Skinner: I believe the main challenge lies in proving the value of wearable technology. The equation that relates the value of using the technology to the friction it creates is well recognized. Essentially, if someone perceives a lot of value from using a piece of technology, they are more likely to adopt it. However, human-centered technologies that require close proximity can be quite invasive to personal space, making it difficult to overcome this barrier. Therefore, in order to encourage adoption, the value of the technology must be proven to be very high.
Even in cases where it could mean the difference between life and death, such as with wearable technology that could detect a potential heart attack, people may still resist using it if it feels too bulky or obtrusive. Additionally, even if the technology alerts them to a potential health issue, they may not take action to address it. In short, the biggest challenge is improving the adoption of wearable technology by increasing its value beyond the friction it creates.
What’s next in this area? Please give us your predictions.
Skinner: Essentially, I would say more of what we’ve already discussed. The themes we talked about all have timelines.
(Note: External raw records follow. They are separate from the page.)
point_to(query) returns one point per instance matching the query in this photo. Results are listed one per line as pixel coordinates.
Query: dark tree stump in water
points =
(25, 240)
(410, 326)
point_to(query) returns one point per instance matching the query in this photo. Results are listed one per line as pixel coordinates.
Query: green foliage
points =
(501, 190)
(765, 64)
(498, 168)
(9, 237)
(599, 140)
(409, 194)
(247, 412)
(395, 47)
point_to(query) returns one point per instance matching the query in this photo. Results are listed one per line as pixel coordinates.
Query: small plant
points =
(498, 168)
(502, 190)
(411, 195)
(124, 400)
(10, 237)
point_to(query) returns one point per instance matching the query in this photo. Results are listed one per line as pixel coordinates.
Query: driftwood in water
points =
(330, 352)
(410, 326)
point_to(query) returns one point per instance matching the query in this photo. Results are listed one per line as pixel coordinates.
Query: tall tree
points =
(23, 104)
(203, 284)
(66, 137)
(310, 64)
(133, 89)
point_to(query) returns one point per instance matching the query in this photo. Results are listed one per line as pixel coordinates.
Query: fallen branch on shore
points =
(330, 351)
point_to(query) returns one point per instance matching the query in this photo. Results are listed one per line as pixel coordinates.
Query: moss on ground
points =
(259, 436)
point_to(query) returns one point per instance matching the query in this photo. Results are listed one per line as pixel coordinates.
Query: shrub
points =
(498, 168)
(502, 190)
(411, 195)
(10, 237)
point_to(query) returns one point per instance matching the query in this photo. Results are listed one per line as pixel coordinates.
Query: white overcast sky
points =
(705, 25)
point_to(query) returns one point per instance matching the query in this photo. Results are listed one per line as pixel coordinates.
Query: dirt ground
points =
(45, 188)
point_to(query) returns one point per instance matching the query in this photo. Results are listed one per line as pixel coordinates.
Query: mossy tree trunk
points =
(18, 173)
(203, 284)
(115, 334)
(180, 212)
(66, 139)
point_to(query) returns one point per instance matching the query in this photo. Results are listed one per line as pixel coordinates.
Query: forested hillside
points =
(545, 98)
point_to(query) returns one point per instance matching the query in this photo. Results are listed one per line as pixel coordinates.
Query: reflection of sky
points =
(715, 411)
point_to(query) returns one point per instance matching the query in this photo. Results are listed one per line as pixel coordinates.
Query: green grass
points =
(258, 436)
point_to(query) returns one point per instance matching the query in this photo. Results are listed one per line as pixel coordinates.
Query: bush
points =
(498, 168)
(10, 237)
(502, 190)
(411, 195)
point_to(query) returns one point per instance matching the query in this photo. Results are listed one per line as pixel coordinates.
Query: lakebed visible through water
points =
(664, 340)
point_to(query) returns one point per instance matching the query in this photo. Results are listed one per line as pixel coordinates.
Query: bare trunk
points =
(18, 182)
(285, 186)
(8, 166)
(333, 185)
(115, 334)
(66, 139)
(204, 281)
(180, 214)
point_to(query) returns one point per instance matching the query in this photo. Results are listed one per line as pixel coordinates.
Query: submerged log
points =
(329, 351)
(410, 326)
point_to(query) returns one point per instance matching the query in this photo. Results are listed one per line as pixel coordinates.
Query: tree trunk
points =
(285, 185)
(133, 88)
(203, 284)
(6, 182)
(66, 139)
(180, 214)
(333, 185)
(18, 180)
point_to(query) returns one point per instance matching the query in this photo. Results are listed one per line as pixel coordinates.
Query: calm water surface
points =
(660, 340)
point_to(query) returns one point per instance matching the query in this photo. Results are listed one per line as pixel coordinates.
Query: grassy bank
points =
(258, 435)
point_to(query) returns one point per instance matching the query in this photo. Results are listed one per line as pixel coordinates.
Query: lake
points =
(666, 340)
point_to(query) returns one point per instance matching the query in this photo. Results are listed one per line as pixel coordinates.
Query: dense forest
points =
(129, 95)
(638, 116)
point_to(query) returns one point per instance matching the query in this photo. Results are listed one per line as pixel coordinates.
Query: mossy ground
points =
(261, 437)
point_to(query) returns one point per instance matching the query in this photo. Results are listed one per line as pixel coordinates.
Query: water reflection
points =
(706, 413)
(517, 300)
These include the democratization of healthcare, using preventive and predictive measures for people to better understand and engage with their health, and reducing the number of hospital visits through these measures. Additionally, helping people go home sooner by utilizing virtual wards and remote monitoring are the key predictions.
Berriss: In my experience, I find you tend to know what’s going to be the next big thing when you hear it as a recurring topic in the media or in this space. For example, I’ve seen many discussions about heart rate and heart rate variability. If you ask me what’s immediately next, I would say something in that space.